Environmental regulatory agencies, in fulfilling their legislative mandates, have developed a vast number of environmental regulations that are now part of administrative law. Their administrative rules and regulations are quasi-legislative and are usually enforced by the environmental agencies, which also have quasi-judicial powers. The net effect is that polluters can be fined or imprisoned for violating bureaucratic rules as easily or more easily than for actions violating some general laws.

History

Everyone lives in some kind of environment, whether natural or man-made. Whatever affects the environment can affect the personal health, social practices, or economic health of a community. The governmental actors, and especially the courts, have recognized this for centuries with health ordinances controlling sanitation practices in many forms. What is new is the explosion in environmental litigation.

Prior to the 1970s most environmental suits were filed on the basis of the common law or on earlier judicial decisions in specific cases. If a party in a suit claimed that an injury had occurred, then tort law allowed them to have cause for action. Cases were based on negligence to stop environmentally destructive practices, nuisances, trespasses, or acts for which a party is strictly liable. Other actions sought recovery of damages as compensation for environmental injuries.

Tort-based environmental litigation was often difficult to initiate because it was often hard to prove who caused an environmental injury. In addition, courts tend to favor property rights and were reluctant to restrain business activities with injunctions to prevent future environmental degradation.

Post-1970 ERA

While these earlier remedies for environmental torts are still available, since the 1970s the federal and state governments have passed comprehensive sets of environmental laws. These laws were designed as wholesale remedies for environmental problems. They were eventually followed by amendments that focused on manageable parts of environmental pollution problems.

Today the federal environmental policy program includes broad policy statutes, conservation statutes, and public health statutes. The broadest federal statute is the National Environmental Policy Act, which mandates that the federal government assess the environmental impact of its projects before they are begun. The conservation policy statutes include the Endangered Species Act, the National Forest Management Act, and the Wilderness Act. The latter two acts mandate how the nation's forests are to be managed. Congress has adopted a wide array of laws to protect the public's health. These include the Clean Air Act, the Clean Water Act, the Resource Conservation and Recovery Act, the Comprehensive Environmental Response, Compensation, and Liability Act, and other laws.

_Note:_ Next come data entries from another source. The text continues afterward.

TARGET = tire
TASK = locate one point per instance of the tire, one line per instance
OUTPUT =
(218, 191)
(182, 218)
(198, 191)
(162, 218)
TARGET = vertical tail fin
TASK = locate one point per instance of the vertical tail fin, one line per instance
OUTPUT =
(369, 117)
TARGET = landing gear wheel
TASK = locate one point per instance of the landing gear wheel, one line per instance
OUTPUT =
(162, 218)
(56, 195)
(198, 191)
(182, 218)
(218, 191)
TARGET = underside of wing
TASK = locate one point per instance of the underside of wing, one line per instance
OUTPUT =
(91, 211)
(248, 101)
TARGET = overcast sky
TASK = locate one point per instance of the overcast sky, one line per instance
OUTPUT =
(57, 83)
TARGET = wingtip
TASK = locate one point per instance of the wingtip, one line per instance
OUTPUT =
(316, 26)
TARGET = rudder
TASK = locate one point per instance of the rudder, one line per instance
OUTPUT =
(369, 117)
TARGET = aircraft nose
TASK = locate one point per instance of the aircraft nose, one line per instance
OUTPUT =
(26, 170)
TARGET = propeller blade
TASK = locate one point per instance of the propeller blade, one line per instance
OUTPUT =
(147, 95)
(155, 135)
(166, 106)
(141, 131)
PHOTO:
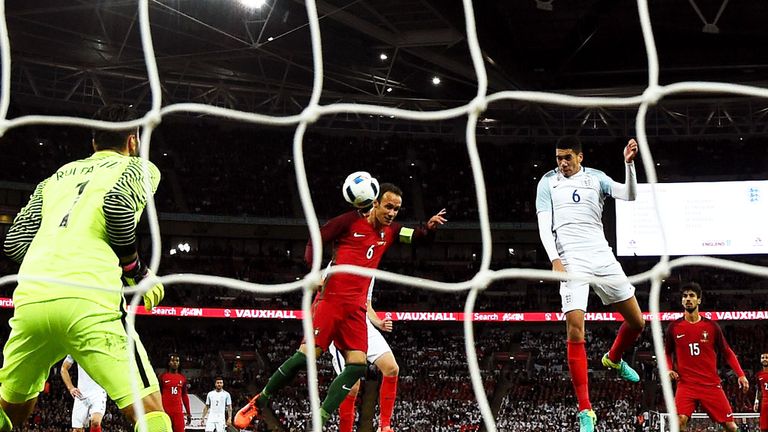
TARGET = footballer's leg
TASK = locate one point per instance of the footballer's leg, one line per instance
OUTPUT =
(354, 369)
(28, 355)
(352, 340)
(620, 294)
(325, 318)
(97, 341)
(574, 296)
(388, 390)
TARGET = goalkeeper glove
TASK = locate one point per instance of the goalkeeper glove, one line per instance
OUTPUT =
(134, 273)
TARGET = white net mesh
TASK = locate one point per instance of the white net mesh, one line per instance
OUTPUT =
(473, 109)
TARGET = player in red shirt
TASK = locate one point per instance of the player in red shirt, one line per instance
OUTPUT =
(762, 392)
(695, 343)
(173, 386)
(339, 309)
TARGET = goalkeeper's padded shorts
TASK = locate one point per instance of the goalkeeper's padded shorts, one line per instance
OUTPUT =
(44, 333)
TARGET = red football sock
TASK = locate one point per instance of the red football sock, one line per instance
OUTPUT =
(347, 413)
(387, 396)
(625, 339)
(577, 364)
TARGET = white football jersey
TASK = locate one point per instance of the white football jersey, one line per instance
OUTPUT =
(85, 383)
(576, 204)
(218, 402)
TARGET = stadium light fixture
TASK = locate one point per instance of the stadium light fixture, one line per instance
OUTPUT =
(253, 4)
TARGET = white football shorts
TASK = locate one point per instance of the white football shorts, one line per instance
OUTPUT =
(575, 294)
(218, 426)
(84, 408)
(377, 347)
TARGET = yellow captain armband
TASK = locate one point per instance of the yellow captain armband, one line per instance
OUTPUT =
(406, 235)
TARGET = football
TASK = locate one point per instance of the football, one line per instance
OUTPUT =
(360, 189)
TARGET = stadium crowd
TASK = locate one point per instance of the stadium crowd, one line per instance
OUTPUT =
(435, 392)
(195, 160)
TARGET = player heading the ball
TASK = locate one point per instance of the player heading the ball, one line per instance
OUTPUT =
(339, 309)
(569, 208)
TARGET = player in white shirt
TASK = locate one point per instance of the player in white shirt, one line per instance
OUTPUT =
(217, 414)
(379, 354)
(569, 207)
(90, 398)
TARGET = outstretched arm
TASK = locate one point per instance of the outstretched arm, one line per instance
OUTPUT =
(544, 214)
(628, 190)
(74, 391)
(421, 234)
(25, 226)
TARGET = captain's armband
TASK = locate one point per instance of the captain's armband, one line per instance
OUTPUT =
(406, 235)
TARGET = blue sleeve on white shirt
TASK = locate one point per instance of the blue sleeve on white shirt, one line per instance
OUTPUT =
(605, 182)
(543, 195)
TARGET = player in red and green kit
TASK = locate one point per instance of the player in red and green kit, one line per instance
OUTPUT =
(762, 392)
(695, 343)
(78, 231)
(173, 387)
(339, 310)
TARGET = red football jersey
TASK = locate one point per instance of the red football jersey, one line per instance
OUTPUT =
(357, 243)
(695, 347)
(762, 385)
(173, 387)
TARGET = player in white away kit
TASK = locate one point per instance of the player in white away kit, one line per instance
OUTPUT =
(569, 207)
(217, 414)
(90, 398)
(379, 354)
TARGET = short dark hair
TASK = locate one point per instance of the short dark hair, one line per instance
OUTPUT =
(389, 187)
(113, 139)
(569, 142)
(691, 286)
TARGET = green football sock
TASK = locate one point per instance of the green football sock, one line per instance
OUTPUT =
(157, 421)
(285, 374)
(340, 387)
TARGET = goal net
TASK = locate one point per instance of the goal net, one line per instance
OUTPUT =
(472, 111)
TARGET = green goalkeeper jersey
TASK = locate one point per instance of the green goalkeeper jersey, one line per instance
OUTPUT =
(74, 227)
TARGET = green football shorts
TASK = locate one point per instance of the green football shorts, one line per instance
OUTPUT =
(44, 333)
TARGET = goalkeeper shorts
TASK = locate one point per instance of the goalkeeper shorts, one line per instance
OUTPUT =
(44, 333)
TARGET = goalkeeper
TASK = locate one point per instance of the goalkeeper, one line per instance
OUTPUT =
(79, 228)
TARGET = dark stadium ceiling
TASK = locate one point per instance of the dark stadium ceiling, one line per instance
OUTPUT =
(69, 54)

These federal laws, along with a growing number of state laws, have been used by both the federal and state governments as the basis of environmental litigation. In addition because some of these allow standing, or standing has been sought by environmental groups, the volume of environmental suits has grown enormously since the 1970s. So large and serious has the judicial business of environmental litigation grown that there are now law firms that specialize in environmental litigation as champions of plaintiffs or as counselors for environmental defendants.